According to an exemplary embodiment, the OLED display can arranged at least two OLED display modules on substantially the same plane to control each OLED display module to display the integrated image and can physically connect the adjacent OLED display modules to elastically deform the OLED display modules, such that the OLED display can be easily stretched, bent, or rolled.

While this disclosure has been described in connection with what is presently considered to be practical exemplary embodiments, it is to be understood that the invention is not limited to the disclosed embodiments, but, on the contrary, is intended to cover various modifications and equivalent arrangements included within the spirit and scope of the appended claims.

Claims

1. An organic light-emitting diode (OLED) display, comprising:

at least two OLED display modules arranged in the same plane so as to be adjacent to each other,

a connection portion bonding the adjacent OLED display modules to each other; and

a flexible window substrate positioned over the OLED display modules,

wherein the OLED display modules are electrically connected to each other.

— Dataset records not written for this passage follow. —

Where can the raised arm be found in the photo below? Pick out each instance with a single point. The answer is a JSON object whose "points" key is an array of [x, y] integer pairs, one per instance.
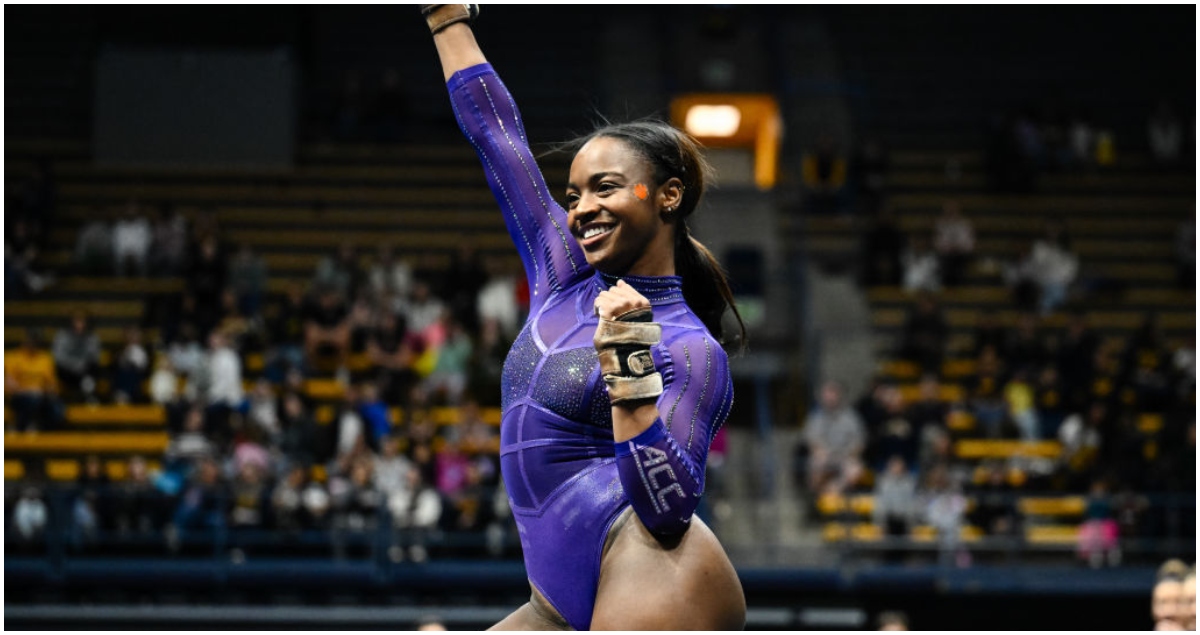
{"points": [[490, 119]]}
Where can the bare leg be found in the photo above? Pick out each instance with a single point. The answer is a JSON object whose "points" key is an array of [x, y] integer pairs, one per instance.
{"points": [[534, 615], [687, 583]]}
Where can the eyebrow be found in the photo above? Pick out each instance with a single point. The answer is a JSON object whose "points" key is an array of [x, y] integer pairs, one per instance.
{"points": [[594, 178]]}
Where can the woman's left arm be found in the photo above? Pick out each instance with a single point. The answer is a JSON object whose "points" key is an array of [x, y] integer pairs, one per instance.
{"points": [[661, 439]]}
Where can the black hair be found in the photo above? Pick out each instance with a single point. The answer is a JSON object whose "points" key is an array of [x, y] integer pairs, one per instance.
{"points": [[676, 154]]}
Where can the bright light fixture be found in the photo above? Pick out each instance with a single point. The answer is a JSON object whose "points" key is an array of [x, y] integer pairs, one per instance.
{"points": [[703, 120]]}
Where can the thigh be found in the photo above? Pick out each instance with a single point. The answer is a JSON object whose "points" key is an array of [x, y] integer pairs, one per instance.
{"points": [[678, 585], [534, 615]]}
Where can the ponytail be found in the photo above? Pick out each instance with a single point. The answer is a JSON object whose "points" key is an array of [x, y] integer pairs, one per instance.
{"points": [[676, 154], [706, 288]]}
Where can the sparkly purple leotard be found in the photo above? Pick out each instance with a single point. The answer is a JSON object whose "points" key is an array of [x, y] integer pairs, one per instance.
{"points": [[565, 477]]}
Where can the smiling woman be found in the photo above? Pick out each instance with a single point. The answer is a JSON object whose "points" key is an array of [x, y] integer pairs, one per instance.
{"points": [[618, 382]]}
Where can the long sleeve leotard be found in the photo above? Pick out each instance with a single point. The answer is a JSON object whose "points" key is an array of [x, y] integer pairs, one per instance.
{"points": [[565, 477]]}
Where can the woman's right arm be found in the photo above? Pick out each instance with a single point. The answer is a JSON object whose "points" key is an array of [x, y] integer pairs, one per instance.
{"points": [[490, 119]]}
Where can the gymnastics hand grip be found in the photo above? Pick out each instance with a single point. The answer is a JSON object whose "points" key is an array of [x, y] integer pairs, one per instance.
{"points": [[441, 16], [623, 347]]}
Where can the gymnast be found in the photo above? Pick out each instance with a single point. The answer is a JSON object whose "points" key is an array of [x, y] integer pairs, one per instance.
{"points": [[618, 379]]}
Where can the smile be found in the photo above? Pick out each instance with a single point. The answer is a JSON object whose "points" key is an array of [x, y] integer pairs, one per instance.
{"points": [[592, 232]]}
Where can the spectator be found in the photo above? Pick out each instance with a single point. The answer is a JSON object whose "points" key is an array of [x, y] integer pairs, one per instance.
{"points": [[390, 467], [247, 276], [922, 270], [449, 376], [132, 369], [287, 331], [498, 300], [835, 438], [425, 310], [225, 391], [263, 412], [995, 511], [869, 169], [945, 508], [77, 358], [1025, 348], [954, 243], [29, 515], [462, 283], [882, 247], [989, 333], [1075, 352], [33, 385], [351, 432], [340, 273], [895, 501], [91, 511], [985, 393], [94, 247], [390, 276], [287, 501], [1049, 402], [192, 444], [299, 442], [1019, 397], [923, 340], [415, 511], [375, 415], [1098, 533], [1168, 595], [1165, 136], [355, 499], [250, 496], [204, 502], [131, 240], [187, 357], [137, 504], [163, 382], [205, 282], [1081, 139], [390, 351], [1054, 267], [823, 173], [168, 251], [328, 329]]}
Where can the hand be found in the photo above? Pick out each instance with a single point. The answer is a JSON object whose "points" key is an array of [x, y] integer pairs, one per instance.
{"points": [[621, 300]]}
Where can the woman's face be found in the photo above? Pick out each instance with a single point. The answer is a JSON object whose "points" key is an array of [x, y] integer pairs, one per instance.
{"points": [[615, 210]]}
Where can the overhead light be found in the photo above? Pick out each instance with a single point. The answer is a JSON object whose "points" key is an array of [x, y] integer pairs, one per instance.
{"points": [[705, 120]]}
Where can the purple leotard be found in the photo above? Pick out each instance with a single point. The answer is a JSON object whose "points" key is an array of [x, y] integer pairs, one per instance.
{"points": [[565, 477]]}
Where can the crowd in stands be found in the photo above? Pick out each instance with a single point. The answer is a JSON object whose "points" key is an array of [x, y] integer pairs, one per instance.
{"points": [[251, 447]]}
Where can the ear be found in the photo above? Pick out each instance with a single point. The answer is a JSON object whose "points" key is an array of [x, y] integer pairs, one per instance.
{"points": [[670, 195]]}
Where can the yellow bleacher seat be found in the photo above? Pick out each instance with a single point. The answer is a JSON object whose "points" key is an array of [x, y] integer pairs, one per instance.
{"points": [[63, 469], [831, 503], [960, 421], [1006, 448], [87, 442], [1053, 534], [948, 393], [834, 532], [1057, 505], [119, 414], [1150, 423], [13, 469], [863, 504]]}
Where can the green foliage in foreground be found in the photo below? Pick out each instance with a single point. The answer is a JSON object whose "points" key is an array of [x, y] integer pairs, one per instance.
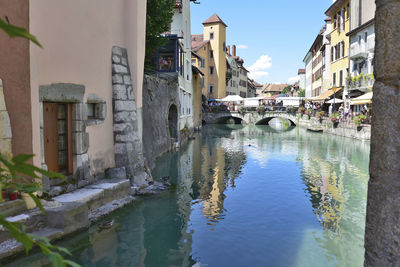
{"points": [[14, 31], [159, 17], [18, 175]]}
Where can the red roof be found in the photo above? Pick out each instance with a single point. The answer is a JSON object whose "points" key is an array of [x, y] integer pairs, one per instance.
{"points": [[214, 19]]}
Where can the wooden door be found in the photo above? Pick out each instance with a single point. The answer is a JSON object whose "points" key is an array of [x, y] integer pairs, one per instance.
{"points": [[50, 136]]}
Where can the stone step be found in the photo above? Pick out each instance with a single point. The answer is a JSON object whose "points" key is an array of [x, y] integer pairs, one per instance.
{"points": [[12, 208], [97, 195], [11, 247]]}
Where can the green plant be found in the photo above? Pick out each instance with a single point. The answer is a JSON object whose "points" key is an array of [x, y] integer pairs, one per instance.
{"points": [[13, 31], [242, 110], [18, 175], [359, 119], [320, 114], [334, 117], [158, 19], [261, 109]]}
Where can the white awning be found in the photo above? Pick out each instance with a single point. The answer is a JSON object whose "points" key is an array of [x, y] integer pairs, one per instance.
{"points": [[232, 98]]}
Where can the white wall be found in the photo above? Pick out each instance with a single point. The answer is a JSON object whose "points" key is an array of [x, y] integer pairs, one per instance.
{"points": [[308, 67]]}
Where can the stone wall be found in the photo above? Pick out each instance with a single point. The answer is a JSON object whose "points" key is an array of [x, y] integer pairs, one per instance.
{"points": [[5, 127], [343, 129], [128, 145], [159, 93], [382, 232]]}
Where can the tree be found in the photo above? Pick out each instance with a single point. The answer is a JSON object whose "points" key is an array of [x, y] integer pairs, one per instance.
{"points": [[18, 175], [158, 20], [286, 90]]}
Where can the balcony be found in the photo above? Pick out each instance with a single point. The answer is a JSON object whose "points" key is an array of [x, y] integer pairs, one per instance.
{"points": [[358, 51], [362, 82]]}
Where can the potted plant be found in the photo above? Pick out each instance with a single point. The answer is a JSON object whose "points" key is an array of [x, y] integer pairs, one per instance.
{"points": [[320, 115], [261, 109], [335, 119], [242, 110], [358, 120], [12, 194], [301, 110]]}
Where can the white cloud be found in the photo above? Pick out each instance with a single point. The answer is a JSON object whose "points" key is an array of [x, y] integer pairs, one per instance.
{"points": [[258, 71], [294, 79]]}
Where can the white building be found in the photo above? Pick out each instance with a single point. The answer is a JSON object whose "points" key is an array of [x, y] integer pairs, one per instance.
{"points": [[308, 64], [302, 78], [326, 55], [180, 26]]}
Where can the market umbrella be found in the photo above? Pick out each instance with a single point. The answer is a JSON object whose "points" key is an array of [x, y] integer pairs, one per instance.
{"points": [[335, 100], [232, 98]]}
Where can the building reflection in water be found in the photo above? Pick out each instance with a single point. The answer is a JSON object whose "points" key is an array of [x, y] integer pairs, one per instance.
{"points": [[156, 231]]}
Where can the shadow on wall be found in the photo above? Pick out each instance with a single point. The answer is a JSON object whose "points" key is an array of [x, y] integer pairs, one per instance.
{"points": [[173, 122], [229, 120]]}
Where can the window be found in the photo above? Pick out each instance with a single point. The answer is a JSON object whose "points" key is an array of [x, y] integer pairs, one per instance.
{"points": [[348, 10], [334, 79], [189, 106], [341, 78], [343, 48], [91, 111], [342, 20], [335, 21], [188, 72]]}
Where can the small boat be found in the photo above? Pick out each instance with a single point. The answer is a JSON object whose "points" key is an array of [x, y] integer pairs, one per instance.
{"points": [[315, 130], [106, 225]]}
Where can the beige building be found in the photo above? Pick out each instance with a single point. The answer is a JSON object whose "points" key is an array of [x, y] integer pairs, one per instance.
{"points": [[60, 97], [215, 35]]}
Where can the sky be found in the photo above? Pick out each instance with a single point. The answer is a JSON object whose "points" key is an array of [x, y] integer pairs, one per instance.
{"points": [[272, 37]]}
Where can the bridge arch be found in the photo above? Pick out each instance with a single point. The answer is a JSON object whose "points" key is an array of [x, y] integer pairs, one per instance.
{"points": [[266, 120], [226, 119]]}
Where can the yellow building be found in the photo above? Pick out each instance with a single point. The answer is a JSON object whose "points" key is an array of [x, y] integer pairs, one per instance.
{"points": [[215, 33], [201, 59], [339, 12]]}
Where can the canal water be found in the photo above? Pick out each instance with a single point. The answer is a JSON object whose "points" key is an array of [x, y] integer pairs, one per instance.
{"points": [[243, 196]]}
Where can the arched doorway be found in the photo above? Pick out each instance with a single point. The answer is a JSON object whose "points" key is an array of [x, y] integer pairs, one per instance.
{"points": [[173, 121]]}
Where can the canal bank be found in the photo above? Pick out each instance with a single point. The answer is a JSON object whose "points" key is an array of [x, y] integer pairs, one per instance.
{"points": [[229, 186], [345, 129]]}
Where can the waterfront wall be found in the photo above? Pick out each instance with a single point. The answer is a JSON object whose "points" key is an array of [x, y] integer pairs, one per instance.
{"points": [[344, 129], [160, 94]]}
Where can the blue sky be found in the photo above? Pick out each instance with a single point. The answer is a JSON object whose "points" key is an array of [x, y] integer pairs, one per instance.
{"points": [[275, 35]]}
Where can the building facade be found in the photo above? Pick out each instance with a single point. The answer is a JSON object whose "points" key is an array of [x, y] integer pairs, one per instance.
{"points": [[68, 100], [180, 27], [308, 68], [339, 13], [215, 33], [317, 56], [362, 46]]}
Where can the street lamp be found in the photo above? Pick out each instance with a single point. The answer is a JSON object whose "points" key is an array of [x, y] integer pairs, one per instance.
{"points": [[334, 88]]}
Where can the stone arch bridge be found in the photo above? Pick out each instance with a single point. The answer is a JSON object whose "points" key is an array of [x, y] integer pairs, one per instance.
{"points": [[250, 117]]}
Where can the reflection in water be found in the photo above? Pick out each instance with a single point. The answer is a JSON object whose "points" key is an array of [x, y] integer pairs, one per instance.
{"points": [[244, 195]]}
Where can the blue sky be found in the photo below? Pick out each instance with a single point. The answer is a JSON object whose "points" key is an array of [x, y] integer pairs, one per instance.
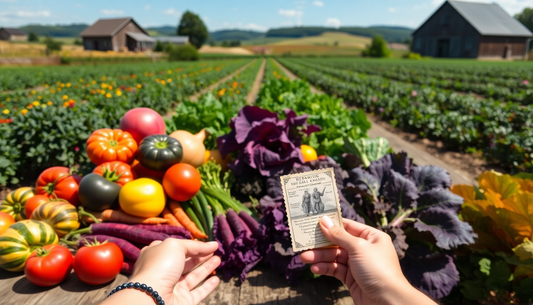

2. The OLED display of claim 1, wherein each of the OLED display modules includes:

a first substrate;

an organic emission layer formed over the first substrate;

a second substrate formed over the organic emission layer; and

a support film positioned below the first substrate.

3. The OLED display of claim 2, wherein a cross sectional length of the first substrate is greater than that of the organic emission layer and the second substrate.

4. The OLED display of claim 2, wherein the first substrate has a substantially quadrangular shape, and wherein at least one corner of the first substrate comprises a conductive area.

5. The OLED display of claim 4, wherein the adjacent OLED display modules are arranged so that the conductive areas oppose each other and wherein an insulating film is interposed between the opposing conductive areas.

6. The OLED display of claim 2, wherein the first substrate is bent so as to cover at least one side of the support film.

7. The OLED display of claim 6, wherein the organic emission layer and the second substrate are bent together with the first substrate.

8. The OLED display of claim 6, wherein at least two grooves are defined in the lower portion of the first substrate.

9. The OLED display of claim 8, wherein each of the grooves has a substantially triangular cross-section.

10. The OLED display of claim 6, wherein the adjacent OLED display modules are arranged so that the bent portions of the first substrates oppose each other and the connection portion is interposed between the bent portions of the first substrates.

11. The OLED display of claim 10, wherein the bonded part includes an amorphous conductive film.

12. The OLED display of claim 10, further comprising at least two reinforcing films, each contacting the connection portion and a corresponding one of the first substrates.